FIGURE 4. The growth, sugar consumption, β-glucosidase, ethanol and acid production, and β-galactosidase activity of the recombinant strains anaerobically in 10% cellobiose. (A) The growth curve; (B) total β-glucosidase activity (U/ml/OD₆₀₀), not detected for control strains WZ (YEplac195) and KZ (YEplac195); (C) ethanol and acetic acid production; (D) the β-galactosidase activity (U/mg protein); (E) the ratio of β-galactosidase activity value of four strains to that of control strains KZ (YEplac195) and WZ (YEplac195), 6.60 ± 0.85 and 23.1 ± 0.93 U/mg protein, respectively; and (F) the cellobiose curve. The original data was shown in Supplementary Material Table 3.

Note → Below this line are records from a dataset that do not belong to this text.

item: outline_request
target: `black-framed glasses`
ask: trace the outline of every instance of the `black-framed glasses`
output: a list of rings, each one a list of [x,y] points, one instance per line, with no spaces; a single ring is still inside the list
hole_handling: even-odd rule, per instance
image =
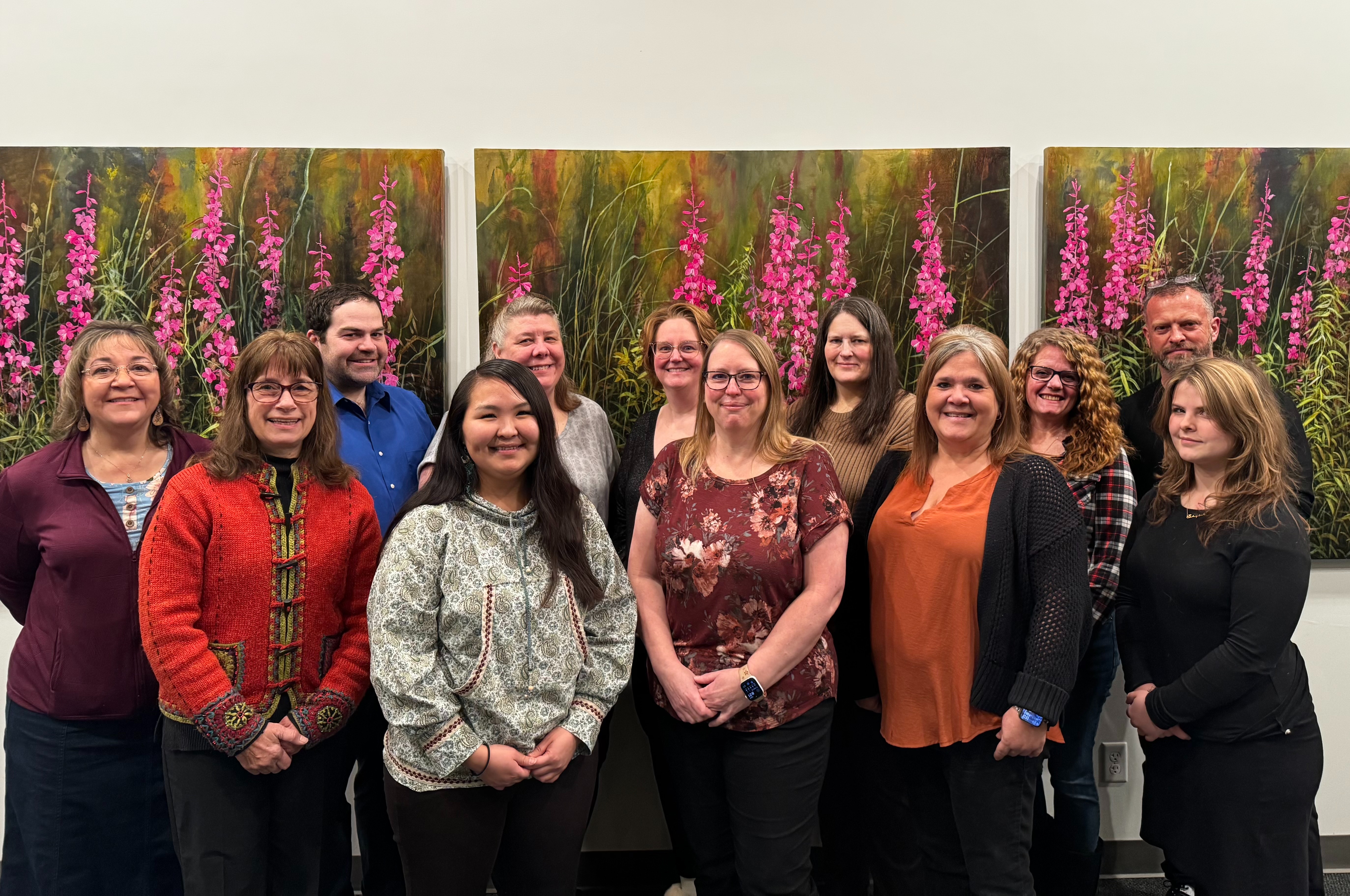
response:
[[[1077,389],[1079,383],[1083,382],[1083,378],[1075,374],[1072,370],[1054,370],[1053,367],[1041,367],[1040,364],[1033,364],[1031,367],[1027,368],[1026,372],[1031,375],[1031,379],[1042,383],[1048,383],[1056,376],[1058,376],[1060,383],[1062,383],[1065,389]]]
[[[694,355],[703,354],[703,343],[680,343],[679,345],[671,345],[670,343],[656,343],[652,345],[652,354],[657,358],[670,358],[675,352],[691,358]]]
[[[707,387],[717,391],[722,391],[730,386],[732,379],[736,379],[736,385],[740,386],[741,391],[751,391],[752,389],[759,389],[759,385],[764,382],[764,374],[757,370],[742,370],[738,374],[728,374],[725,370],[710,370],[703,374],[703,382],[707,383]]]
[[[265,379],[256,383],[248,383],[244,389],[247,389],[248,394],[254,397],[254,401],[265,405],[275,405],[281,401],[281,394],[286,391],[289,391],[290,397],[301,405],[308,405],[313,399],[319,398],[319,383],[309,382],[308,379],[301,379],[298,383],[290,383],[289,386],[282,386],[281,383]]]
[[[94,367],[85,367],[80,372],[94,381],[96,383],[105,383],[113,379],[119,372],[127,371],[127,375],[132,379],[150,379],[159,374],[159,368],[154,364],[147,364],[144,362],[136,362],[135,364],[97,364]]]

First, the results showed that strains WZ (BG-cwp2) and WZ (BG) could quickly produce sufficient β-glucosidase to utilize high cellobiose for growth and fermentation into ethanol and acetic acid (Figures 4A–C). In fact, the initial cellobiose concentration in media was measured by HPLC to be 93.3 ± 0.9 g/L. Strain WZ (BG-cwp2) and WZ (BG) exhausted cellobiose during 48–60 h and 24–36 h, respectively (Figure 4F). The maximum ethanol titer and yield reached 45.98 ± 2.31 g/L (5.495 ± 0.276%, v/v) and 91.7% (at 72 h) in WZ (BG-cwp2), and 45.91 ± 1.96 g/L (5.486 ± 0.234%, v/v) (72 h) and 91.5% in WZ (BG) (expressed as a percentage of the theoretical yield) (Figure 4C). At the same time, acetic acid was produced and reached the highest level of 0.631 g/L or 0.058% (v/v) in WZ (BG-cwp2), and 0.651 g/L or 0.060% (v/v) at 60 h in WZ (BG) (Figure 4C).

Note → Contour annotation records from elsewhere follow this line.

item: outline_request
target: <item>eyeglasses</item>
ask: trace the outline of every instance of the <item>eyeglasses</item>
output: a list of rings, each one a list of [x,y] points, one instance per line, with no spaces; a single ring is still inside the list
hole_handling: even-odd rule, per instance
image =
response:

By contrast, the results showed that strains KZ (BG-cwp2) and KZ (BG) utilized cellobiose but grew slowly (Figures 4A–C,F), possibly because of insufficient enzyme supply (Figure 4B). In detail, their maximum values of OD₆₀₀ reached 24.30 ± 1.34 in KZ (BG-cwp2) and 28.30 ± 1.32 in KZ (BG) at 84 and 72 h, respectively (Figure 4A). The cellobiose, ethanol, and acetic acid concentrations of strain KZ (BG-cwp2) at 84 h were 23.96 ± 1.67, 26.55 ± 1.26, and 0.415 ± 0.008 g/L, respectively. Those of strain KZ (BG) at 84 h were 3.21 ± 0.28,44.41 ± 2.16, and 0.460 ± 0.021 g/L, respectively (Figures 4C,F).

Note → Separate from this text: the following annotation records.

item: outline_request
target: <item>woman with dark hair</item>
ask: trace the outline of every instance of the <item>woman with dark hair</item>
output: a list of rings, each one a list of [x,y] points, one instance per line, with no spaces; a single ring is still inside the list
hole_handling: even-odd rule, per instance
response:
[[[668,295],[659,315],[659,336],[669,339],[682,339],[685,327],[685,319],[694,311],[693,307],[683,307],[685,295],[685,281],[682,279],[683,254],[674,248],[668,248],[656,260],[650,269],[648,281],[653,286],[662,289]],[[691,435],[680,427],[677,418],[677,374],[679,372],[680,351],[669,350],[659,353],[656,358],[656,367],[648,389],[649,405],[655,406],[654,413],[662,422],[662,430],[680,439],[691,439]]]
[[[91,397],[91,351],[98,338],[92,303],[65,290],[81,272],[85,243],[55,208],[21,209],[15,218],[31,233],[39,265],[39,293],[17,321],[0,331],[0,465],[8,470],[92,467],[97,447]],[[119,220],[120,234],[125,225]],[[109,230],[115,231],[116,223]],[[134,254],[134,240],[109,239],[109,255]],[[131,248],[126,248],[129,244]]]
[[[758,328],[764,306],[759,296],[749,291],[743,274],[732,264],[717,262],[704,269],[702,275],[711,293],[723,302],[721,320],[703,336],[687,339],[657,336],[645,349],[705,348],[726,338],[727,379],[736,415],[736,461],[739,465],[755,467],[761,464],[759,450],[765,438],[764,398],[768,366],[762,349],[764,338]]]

In our experience, a higher cellobiose content resulted in a higher β-glucosidase production level. In fact, the maximum values of total β-glucosidase activity from the four strains, KZ (BG-cwp2), KZ (BG), WZ (BG-cwp2), and WZ (BG), were 0.075 ± 0.007, 0.123 ± 0.006, 0.275 ± 0.015, and 0.460 ± 0.036 U/ml/OD₆₀₀, respectively (Figure 4B). Compared with those in 2% cellobiose media (Figure 3B), the maximum values increased by 2.14, 2.62, 1.87, and 1.42 times in 10% cellobiose media in the four strains, respectively (Figure 4B).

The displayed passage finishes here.